Yay, a performance question that comes with profiler measurements! Excellent.
function call overhead
Thank you for those three tiny helper functions, they do a good job of explaining what's going on.
However, maybe we'd like to inline them? I mean, with your current optimization flags, maybe the compiler cannot "see through" the function call boundary, so it's having a tough time proving some very basic arithmetic facts?
Which leads us to...
1-D versus 2-D
Passing in a one-dimensional array
seems like a pretty inconvenient way of
representing your higher level business concepts.
Couldn't we cast it to a two-dimensional array?
I'd even be willing to suffer the cost of a
single big memcpy()if it meant the compiler
could easily see that (x, y) remain within bounds.

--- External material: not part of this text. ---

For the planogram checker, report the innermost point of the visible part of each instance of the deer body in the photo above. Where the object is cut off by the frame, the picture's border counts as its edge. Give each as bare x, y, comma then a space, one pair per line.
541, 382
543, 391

I know / division isn't quite as expensive
as it used to be on earlier CPUs.
But still, that cellY / anchorStepY expression
to recover a y-coordinate seems inconvenient.
I'm sad that in that loop we don't have row number
already available for use.
(Or perhaps you've arranged for anchorStepY to be a power-of-two,
leading to simple bit shifting.)
in-bounds by construction
if (!IsInBounds(index0, min, max) || ... )
continue;
Does this even trigger, does it ever report out-of-bounds?
The y < lastYCell + max
and x < width + max
guards seem like they're already performing the same work, no?
If that predicate does sometimes report false,
then consider changing the loop around, not unlike a loop unroll.
Maybe you'd like to iterate over slightly fewer cells with no check,
and then at the end take care of those remaining cells while carefully checking.
I wonder if a few judicious assert statements would help the compiler to see that indexes are provably within-bounds. Comparing generated object code for very slightly different functions over at https://godbolt.org may prove instructive.
This code achieves most of its design goals.
I would be willing to delegate or accept maintenance tasks on it.